One other scramble, an unimportant first ascent, and my holiday was at an end. Thus fell I in love with those beautiful mountains, on whose great glaciers, steep ice-slopes, and grim precipices I was, in after years, to spend many jocund days and some bitter nights. There have been glorious mornings when we shouldered our packs and strode boldly and joyously out into the unknown. There have been days when success met us on the mountain-side, and, grasping us warmly by the hand, led us to the almost inaccessible places, and persuaded the higher crags and snows to yield up their inmost secrets. And there have been other times when angry storms, resenting the intrusion, have chased us incontinently back to tent or bivouac. Days, too, when the higher snows, “softly rounded as the breasts of Aphrodite,” in return for all our wooing, have given us but a chill response. Yet the sweet has been very sweet, and the bitter never so sharp that it could not be endured with fortitude, if not altogether with indifference. And, throughout all our guideless wanderings—and I write it down here with some little pride—no accident has occurred to mar the happiness of a generation’s climbing.
CHAPTER IV
THE CONQUERING OF AORANGI
“If at first you don’t succeed,
Try, try again.”
Green’s memorable visit in 1882, in company with two Swiss climbers, Emil Boss and Ulrich Kaufmann, fired the enthusiasm of a number of young New Zealanders, who hoped to succeed, where he had just failed, in reaching the actual summit of Mount Cook, or, to give it its more romantic Maori name, Aorangi. But Aorangi, entrenched behind his ramparts of ice and frowning buttresses of rock, bade defiance to these inexperienced though daring Colonial pioneers in Southern mountaineering. However, though we had to contend against many difficulties, we were gradually learning the craft, and there were several determined, if possible, to win for New Zealand the honour of the first ascent of New Zealand’s highest mountain. Some there were who swore not to raise the siege so long as Aorangi remained unconquered, and stout hearts and sturdy thews remained to battle with the difficulties. Up to the time when the writer took a hand in the game some ten expeditions had been organized, and the peak still remained unclimbed. In 1894, after the failure of Mannering’s party in the previous season, a solemn compact was entered into by three members of the New Zealand Alpine Club to spend their summer holidays in making one more attempt to reach the summit of Aorangi; and, spurred into activity by the news that an English climber, with the famous Zurbriggen, was to leave England in October on an expedition to the Southern Alps, a party was hurriedly organized, and arrangements made by telegraph. Many members who were anxious to take part in the expedition could not, however, for one reason or another, get away, and Dixon had no fewer than seven refusals from climbers who had at one time or another expressed their willingness to join him. Finally a party consisting of Mr. M. J. Dixon, Mr. Kenneth Ross, and the writer decided to make the venture, and arranged to meet at Fairlie Creek, the terminus of the railway, on the evening of Monday, November 5th.

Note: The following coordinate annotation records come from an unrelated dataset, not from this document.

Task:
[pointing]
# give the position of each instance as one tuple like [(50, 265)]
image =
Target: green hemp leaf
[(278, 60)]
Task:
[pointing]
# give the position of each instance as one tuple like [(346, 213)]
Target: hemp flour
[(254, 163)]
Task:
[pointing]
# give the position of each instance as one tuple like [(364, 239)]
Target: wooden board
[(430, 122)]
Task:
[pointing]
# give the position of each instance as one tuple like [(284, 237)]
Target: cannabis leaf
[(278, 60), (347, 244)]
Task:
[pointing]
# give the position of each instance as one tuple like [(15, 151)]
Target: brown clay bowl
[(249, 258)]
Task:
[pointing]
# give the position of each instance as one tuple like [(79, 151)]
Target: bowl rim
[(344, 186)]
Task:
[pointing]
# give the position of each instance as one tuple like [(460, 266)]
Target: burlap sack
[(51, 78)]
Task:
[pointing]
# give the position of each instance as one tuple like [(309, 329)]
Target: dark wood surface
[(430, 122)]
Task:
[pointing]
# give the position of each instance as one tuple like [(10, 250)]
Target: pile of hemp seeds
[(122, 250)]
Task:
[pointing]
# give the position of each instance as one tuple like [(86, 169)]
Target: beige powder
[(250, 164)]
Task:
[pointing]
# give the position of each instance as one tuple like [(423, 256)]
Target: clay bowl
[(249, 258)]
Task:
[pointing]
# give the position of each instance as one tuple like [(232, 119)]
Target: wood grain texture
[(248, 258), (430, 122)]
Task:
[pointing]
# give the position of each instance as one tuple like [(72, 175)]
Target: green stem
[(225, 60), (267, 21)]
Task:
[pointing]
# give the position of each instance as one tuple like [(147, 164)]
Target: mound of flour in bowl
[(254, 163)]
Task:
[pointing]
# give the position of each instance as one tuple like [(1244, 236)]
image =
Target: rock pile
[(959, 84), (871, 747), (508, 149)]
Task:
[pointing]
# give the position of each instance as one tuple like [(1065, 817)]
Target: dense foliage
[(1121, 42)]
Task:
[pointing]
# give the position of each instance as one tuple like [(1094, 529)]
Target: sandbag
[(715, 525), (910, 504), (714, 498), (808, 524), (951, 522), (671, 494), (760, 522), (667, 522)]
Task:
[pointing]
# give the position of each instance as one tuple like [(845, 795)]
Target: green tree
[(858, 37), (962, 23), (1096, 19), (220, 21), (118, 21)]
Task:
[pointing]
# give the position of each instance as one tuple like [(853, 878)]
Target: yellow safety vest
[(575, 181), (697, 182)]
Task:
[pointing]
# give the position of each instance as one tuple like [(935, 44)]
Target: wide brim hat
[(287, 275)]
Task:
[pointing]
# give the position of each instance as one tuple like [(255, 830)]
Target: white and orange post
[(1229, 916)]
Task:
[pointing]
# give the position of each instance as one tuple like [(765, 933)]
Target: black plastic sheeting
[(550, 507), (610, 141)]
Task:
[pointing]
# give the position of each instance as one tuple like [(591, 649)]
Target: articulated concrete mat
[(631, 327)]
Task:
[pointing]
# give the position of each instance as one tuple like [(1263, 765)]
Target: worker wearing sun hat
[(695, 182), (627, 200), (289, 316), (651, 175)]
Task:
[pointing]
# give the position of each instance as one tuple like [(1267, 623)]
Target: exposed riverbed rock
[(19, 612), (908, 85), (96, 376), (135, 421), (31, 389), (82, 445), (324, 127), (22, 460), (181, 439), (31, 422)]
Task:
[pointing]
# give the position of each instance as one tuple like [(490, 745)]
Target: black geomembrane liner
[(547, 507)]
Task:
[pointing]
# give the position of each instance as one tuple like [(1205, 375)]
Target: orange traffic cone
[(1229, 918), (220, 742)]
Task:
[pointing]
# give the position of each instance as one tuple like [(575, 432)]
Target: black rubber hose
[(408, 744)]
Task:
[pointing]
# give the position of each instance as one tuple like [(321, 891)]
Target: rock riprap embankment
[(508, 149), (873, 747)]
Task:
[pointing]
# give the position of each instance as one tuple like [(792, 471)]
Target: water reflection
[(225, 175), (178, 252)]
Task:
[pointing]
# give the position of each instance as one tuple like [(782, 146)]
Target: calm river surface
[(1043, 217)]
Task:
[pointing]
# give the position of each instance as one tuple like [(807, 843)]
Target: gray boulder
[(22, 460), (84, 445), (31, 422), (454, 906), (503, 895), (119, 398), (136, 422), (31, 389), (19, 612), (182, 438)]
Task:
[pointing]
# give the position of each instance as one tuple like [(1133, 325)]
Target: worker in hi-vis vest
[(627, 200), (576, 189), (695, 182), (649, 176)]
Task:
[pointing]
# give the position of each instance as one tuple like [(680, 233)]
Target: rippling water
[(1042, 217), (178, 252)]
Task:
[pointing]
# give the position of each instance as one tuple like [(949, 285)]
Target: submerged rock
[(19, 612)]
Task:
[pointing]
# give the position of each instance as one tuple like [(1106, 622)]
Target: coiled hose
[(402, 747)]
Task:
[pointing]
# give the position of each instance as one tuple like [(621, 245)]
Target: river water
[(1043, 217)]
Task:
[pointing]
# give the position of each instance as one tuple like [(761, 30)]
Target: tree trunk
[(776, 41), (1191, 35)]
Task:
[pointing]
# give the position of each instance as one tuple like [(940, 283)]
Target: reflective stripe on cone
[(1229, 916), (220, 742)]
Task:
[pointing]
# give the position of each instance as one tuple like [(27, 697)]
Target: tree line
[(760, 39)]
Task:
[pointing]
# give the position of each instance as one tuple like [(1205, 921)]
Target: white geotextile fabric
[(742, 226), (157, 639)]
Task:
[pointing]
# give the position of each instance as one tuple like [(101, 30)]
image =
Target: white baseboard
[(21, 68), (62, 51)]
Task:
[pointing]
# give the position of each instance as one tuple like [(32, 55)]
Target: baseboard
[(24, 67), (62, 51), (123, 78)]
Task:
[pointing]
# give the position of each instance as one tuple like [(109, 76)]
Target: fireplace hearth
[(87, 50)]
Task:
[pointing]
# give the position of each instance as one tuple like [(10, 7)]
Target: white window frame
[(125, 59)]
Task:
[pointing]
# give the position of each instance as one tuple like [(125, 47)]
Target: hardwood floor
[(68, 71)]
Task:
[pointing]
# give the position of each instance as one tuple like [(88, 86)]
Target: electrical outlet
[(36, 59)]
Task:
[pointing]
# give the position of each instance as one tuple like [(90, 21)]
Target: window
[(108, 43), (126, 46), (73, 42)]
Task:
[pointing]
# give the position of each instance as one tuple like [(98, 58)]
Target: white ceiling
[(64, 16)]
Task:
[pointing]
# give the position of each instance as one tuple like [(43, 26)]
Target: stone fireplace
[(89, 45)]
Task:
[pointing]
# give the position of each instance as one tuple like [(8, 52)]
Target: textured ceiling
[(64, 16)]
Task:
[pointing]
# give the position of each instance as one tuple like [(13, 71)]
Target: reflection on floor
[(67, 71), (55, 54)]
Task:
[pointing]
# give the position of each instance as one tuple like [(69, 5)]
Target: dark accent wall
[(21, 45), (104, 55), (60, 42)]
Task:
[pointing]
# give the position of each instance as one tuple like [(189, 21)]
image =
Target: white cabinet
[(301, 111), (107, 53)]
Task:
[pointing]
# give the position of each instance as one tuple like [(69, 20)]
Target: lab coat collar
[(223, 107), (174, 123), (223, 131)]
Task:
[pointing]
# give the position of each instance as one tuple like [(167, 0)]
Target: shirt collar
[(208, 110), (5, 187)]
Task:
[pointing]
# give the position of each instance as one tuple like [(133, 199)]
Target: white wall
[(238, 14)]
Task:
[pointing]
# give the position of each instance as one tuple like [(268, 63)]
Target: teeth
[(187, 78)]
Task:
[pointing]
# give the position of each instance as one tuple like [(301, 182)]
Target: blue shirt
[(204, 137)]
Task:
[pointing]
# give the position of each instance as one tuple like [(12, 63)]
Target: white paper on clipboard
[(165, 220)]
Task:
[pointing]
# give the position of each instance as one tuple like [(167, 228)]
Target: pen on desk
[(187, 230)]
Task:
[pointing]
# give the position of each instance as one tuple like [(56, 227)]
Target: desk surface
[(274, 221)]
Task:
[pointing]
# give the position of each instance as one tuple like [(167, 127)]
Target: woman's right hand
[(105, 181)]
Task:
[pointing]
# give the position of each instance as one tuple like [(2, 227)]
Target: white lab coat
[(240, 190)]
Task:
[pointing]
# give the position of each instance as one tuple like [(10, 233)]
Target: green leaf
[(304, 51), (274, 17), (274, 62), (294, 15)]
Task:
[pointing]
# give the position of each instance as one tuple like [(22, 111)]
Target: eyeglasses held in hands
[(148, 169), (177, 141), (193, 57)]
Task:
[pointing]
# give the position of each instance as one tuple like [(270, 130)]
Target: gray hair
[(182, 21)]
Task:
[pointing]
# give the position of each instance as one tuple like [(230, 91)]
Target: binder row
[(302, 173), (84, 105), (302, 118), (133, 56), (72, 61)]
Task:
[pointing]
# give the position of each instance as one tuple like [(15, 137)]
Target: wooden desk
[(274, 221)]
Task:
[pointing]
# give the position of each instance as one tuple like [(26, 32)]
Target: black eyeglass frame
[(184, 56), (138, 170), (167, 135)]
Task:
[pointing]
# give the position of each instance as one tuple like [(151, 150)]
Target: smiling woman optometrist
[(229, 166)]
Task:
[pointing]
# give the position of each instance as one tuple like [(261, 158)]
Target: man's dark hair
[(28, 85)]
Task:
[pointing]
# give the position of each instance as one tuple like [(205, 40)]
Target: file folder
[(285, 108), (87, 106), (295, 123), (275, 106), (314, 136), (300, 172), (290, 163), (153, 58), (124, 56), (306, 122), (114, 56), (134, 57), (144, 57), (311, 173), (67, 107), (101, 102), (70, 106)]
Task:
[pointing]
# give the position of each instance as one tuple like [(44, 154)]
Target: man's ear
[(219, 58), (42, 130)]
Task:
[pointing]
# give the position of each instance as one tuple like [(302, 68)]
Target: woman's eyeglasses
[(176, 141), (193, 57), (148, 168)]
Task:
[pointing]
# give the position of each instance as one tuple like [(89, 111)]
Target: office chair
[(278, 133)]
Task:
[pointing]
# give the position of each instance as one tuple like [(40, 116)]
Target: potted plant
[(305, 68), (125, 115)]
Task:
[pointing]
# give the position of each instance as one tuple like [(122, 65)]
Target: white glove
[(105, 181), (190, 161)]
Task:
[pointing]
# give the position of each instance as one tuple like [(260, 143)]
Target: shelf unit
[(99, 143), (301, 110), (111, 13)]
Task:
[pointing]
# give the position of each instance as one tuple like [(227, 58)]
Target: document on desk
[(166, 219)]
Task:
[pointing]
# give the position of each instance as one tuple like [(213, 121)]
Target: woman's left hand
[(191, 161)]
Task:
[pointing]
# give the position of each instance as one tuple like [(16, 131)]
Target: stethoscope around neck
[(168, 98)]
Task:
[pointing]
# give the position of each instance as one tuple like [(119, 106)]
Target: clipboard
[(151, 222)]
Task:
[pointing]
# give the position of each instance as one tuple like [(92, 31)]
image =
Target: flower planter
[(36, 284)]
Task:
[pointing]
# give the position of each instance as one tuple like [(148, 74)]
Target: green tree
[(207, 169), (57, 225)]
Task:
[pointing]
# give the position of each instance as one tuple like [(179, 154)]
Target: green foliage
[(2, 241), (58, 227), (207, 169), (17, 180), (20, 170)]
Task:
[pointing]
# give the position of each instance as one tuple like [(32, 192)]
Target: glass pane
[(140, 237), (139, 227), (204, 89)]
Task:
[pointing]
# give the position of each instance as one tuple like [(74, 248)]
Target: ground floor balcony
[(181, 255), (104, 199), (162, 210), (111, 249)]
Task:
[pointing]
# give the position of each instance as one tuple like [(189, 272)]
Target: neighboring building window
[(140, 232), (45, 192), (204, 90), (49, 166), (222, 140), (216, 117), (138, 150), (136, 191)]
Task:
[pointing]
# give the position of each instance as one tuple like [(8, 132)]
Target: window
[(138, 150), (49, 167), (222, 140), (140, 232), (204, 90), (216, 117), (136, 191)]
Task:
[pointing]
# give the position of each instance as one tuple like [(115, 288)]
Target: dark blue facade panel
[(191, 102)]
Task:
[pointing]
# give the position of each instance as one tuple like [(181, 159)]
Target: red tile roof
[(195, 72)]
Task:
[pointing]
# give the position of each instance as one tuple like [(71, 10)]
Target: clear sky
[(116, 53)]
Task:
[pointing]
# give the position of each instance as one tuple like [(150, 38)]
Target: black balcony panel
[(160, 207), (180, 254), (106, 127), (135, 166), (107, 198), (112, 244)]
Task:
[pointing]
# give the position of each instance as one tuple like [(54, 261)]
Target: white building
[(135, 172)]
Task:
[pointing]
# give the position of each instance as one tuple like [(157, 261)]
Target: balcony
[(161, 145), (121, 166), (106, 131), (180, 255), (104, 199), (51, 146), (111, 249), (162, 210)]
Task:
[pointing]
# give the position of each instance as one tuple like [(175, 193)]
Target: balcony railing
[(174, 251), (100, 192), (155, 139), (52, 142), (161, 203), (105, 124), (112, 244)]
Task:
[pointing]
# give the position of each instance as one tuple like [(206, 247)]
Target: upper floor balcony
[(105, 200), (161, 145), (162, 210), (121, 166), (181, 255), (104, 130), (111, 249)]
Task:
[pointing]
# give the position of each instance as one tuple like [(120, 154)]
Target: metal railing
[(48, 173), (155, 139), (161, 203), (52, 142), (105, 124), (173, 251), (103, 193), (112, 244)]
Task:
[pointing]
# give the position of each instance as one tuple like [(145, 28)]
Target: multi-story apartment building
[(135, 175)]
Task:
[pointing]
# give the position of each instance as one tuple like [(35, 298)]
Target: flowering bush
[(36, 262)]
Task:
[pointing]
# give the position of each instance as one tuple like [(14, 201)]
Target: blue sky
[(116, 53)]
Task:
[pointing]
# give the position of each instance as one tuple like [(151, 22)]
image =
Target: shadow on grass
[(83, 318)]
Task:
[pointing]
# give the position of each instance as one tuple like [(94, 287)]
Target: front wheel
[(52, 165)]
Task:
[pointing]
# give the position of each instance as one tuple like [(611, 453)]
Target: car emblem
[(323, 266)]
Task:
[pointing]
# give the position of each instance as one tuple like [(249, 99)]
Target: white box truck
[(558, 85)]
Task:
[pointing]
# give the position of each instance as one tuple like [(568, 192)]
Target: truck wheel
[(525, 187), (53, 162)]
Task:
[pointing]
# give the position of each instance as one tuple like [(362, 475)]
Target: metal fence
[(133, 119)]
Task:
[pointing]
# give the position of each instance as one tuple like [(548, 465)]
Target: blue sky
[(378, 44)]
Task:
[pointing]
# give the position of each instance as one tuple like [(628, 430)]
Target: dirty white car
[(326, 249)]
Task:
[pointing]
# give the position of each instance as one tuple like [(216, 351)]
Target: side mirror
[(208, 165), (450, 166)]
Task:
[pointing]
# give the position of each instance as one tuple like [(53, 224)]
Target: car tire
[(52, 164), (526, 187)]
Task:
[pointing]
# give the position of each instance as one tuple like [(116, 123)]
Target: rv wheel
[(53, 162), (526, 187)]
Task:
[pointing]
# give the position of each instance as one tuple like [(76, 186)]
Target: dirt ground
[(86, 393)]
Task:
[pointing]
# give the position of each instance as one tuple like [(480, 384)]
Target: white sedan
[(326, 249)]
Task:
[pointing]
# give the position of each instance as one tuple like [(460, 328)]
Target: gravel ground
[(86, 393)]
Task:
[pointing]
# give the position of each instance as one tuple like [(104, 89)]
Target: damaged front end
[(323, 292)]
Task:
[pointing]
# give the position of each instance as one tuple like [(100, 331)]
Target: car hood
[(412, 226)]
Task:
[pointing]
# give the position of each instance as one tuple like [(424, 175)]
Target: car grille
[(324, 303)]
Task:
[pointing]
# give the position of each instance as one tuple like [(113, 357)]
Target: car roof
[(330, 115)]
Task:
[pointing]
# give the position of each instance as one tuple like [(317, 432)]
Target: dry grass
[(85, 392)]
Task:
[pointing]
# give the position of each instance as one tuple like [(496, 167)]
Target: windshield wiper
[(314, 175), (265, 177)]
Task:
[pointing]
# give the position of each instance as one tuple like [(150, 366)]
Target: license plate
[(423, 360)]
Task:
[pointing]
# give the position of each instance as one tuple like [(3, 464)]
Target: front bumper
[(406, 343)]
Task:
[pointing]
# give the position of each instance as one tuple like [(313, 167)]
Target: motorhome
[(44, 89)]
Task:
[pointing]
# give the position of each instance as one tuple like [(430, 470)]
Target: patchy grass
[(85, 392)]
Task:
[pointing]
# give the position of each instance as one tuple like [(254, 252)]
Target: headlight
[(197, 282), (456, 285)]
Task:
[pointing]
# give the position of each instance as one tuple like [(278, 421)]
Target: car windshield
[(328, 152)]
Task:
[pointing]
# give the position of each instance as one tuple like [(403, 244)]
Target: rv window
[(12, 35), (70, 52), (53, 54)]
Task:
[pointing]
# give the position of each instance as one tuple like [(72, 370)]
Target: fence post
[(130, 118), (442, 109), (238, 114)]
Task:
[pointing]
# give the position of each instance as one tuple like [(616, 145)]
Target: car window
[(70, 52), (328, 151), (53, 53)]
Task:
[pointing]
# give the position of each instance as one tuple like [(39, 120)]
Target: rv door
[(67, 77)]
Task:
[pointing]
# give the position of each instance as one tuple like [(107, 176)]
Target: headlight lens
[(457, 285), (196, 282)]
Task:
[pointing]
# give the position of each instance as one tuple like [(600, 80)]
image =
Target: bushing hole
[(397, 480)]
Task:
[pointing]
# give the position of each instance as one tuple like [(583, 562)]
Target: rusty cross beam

On arrival at Timaru we were surprised to find there, awaiting our arrival, Mr. T. C. Fyfe, who we thought was at that moment with Mr. A. P. Harper endeavouring to cross over from the West Coast by way of the Franz Josef and Kron Prinz Rudolph Glaciers into the Tasman. Mr. Adamson, the manager of the Hermitage, was also there. They greeted us with rather depressing news. Fyfe was doubtful if he could join our party, and Adamson assured us that we could look for neither provisions nor assistance at the Hermitage, which was practically closed “pending reconstruction of the company.” On every hand, too, we were met with discouraging cries of “Much too early in the season for climbing”; but, confident in our own judgment, we kept on our way undaunted, and at Fairlie Creek, found Dixon awaiting us with a wagonette and three horses, which he had chartered for £10 to take us to Mount Cook and back. We waited only for tea at Fairlie, and proceeded at once on the first stage of our journey—fourteen miles—to Burke’s Pass. Arriving there at 10.30 p.m., we compared notes as to provisions, equipment, etc., and sorting out what we did not require, each man packed his swag for the expedition. On Tuesday we were up at 4 a.m. and on the road three-quarters of an hour later. There had been a garish red sky just after the dawn, and now, as we began to ascend the slopes of the pass, a puff of warm wind met us and gave ominous warning that a nor’-wester was brewing. The nor’-wester, which is equivalent to the dreaded Föhn wind of the Swiss Alps, is the bane of New Zealand climbers, as it generally ends in rain, and often softens the snow and brings down innumerable avalanches from the higher slopes. We could only hope that this was a false alarm, or that, if a nor’-wester did come, it would be a baby one and blow over before we reached our objective. Scarcely could we realize that the child would grow into the giant he subsequently did.